FIGURE 6.

RNA-seq identification of myostatin (Mstn) as a candidate for Bbaa1-directed Lyme arthritis development. (A) Volcano plot depicts log₂ fold change (x-axis) and –log₁₀ adjusted p-value (y-axis) of genes identified by ISRCL4 vs. B6 and ISRCL3 vs. B6 RNA-seq comparisons. Single genes are plotted as dots, with those achieving significance (p-adj <0.05) colored black (n = 5 samples per genotype, each sample was comprised of cells from both rear ankle joints pooled from two mice). Red and blue dashed lines mark 1.5-fold increase in the congenic or B6, respectively.

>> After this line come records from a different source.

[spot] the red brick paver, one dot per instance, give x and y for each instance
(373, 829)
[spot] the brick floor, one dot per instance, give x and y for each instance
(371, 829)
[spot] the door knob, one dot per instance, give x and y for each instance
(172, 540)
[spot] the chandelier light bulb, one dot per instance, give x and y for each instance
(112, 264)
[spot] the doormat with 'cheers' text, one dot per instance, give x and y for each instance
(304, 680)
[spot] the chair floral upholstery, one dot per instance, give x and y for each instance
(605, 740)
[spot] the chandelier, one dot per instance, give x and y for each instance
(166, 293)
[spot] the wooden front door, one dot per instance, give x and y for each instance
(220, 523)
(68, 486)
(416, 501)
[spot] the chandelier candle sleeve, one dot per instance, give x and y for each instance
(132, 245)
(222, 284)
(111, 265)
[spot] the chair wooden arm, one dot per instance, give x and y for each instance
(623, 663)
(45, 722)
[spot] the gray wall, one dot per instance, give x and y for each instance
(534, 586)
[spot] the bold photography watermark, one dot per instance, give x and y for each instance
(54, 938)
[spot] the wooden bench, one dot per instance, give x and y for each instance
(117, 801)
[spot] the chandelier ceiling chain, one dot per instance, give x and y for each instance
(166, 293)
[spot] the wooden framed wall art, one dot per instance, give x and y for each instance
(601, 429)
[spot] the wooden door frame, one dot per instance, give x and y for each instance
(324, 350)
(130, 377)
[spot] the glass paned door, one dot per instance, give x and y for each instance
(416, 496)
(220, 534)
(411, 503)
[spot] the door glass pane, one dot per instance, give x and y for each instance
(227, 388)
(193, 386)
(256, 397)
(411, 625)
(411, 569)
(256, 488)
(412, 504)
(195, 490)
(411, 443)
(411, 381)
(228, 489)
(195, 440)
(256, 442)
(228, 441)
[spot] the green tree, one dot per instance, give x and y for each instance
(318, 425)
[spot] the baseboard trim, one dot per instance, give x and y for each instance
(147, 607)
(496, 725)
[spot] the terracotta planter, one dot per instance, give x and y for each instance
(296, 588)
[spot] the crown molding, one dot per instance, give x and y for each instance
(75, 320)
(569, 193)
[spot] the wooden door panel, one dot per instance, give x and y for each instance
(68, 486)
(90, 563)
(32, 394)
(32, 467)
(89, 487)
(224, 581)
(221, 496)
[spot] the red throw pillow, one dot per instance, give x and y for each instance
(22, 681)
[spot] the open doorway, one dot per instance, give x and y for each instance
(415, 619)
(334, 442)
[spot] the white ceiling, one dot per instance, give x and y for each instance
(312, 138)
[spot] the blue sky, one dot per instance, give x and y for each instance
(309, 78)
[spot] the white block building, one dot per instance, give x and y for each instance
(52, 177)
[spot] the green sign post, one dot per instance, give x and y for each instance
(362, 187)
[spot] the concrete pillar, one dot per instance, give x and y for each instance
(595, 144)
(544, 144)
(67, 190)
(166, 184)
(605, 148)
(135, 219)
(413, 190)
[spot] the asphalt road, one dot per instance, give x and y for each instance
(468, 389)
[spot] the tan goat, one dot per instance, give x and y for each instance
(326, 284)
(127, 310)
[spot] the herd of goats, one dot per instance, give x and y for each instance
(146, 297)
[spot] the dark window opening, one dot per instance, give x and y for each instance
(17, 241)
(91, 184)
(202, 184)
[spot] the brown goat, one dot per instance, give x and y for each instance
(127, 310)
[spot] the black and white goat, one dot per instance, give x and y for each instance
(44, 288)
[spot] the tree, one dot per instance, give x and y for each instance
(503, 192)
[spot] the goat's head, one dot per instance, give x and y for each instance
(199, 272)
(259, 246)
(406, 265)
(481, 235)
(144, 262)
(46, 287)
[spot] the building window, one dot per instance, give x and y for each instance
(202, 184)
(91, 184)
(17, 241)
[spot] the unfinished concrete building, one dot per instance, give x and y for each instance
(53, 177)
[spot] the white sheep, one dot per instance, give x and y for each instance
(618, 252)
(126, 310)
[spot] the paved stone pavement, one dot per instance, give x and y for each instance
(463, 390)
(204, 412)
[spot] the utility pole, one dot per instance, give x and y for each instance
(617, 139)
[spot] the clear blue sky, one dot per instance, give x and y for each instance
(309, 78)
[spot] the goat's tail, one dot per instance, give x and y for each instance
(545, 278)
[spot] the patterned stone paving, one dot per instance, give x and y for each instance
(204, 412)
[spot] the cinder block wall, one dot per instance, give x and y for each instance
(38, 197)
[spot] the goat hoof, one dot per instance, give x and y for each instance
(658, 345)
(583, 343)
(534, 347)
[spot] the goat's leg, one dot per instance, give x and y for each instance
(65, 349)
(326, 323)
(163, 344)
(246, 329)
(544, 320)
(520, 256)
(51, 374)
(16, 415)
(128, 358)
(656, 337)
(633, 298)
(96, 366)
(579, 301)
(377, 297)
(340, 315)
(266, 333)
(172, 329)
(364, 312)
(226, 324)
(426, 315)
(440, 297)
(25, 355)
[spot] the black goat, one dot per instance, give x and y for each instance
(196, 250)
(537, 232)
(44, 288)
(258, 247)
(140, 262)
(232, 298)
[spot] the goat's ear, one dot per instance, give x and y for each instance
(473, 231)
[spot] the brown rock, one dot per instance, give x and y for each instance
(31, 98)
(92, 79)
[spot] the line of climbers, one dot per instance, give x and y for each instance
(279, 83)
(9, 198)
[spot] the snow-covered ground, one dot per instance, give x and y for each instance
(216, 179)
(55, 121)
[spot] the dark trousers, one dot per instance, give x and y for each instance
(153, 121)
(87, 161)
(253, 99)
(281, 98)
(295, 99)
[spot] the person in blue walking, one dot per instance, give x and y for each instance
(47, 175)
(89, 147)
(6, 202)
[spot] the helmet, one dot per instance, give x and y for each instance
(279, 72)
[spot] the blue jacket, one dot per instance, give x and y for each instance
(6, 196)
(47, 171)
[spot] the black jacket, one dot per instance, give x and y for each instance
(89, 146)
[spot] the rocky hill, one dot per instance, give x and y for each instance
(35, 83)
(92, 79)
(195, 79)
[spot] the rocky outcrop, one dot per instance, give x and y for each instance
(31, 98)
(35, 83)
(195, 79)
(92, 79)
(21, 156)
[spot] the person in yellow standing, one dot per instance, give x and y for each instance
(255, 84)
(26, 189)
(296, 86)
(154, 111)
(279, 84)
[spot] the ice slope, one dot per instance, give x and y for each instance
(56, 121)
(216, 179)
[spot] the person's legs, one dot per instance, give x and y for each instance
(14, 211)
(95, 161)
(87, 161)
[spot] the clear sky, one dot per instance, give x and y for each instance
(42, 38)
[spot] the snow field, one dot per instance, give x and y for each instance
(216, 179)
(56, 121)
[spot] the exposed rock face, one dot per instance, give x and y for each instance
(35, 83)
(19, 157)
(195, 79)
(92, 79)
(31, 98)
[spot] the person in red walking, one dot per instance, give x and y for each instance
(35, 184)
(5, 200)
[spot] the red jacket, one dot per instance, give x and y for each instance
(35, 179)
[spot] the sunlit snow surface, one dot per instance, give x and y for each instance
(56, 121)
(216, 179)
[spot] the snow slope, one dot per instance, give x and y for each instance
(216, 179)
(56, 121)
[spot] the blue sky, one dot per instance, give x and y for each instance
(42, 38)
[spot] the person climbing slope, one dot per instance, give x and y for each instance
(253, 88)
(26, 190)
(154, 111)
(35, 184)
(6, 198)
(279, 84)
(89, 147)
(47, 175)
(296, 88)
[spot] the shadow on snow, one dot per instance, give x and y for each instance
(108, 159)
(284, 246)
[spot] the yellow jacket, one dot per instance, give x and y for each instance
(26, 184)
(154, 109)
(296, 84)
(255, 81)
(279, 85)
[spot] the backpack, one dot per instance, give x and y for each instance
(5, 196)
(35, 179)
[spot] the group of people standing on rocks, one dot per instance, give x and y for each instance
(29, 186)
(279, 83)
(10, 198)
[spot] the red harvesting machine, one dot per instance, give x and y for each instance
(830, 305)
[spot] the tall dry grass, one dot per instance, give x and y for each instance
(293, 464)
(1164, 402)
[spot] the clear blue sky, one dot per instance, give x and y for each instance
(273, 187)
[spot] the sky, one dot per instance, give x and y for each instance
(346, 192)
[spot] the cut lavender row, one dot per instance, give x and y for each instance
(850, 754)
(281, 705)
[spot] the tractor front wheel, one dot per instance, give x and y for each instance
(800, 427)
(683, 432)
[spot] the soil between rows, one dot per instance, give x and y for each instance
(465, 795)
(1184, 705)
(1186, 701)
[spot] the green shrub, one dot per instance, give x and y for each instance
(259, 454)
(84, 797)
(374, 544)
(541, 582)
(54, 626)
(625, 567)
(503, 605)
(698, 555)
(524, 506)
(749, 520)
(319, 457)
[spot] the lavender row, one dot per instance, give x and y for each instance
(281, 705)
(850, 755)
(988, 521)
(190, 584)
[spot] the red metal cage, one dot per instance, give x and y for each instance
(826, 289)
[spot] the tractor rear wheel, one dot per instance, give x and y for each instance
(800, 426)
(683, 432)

Circled genes had ≥ 1.5-fold change and p-adj <0.05 in both comparisons. (B) qRT-PCR analysis of Mstn expression in CD45⁻ cells isolated from a distinct group of B6, ISRCL4, and ISRCL3 mice infected with B. burgdorferi for 22 days (n = 5 to 6 per group). Mstn transcripts were normalized to β-actin and fold change relative to uninfected levels were calculated for each strain. Significance assessed by 1-way ANOVA followed by Dunnett’s multiple comparison test versus B6. **p < 0.01, ***p < 0.001.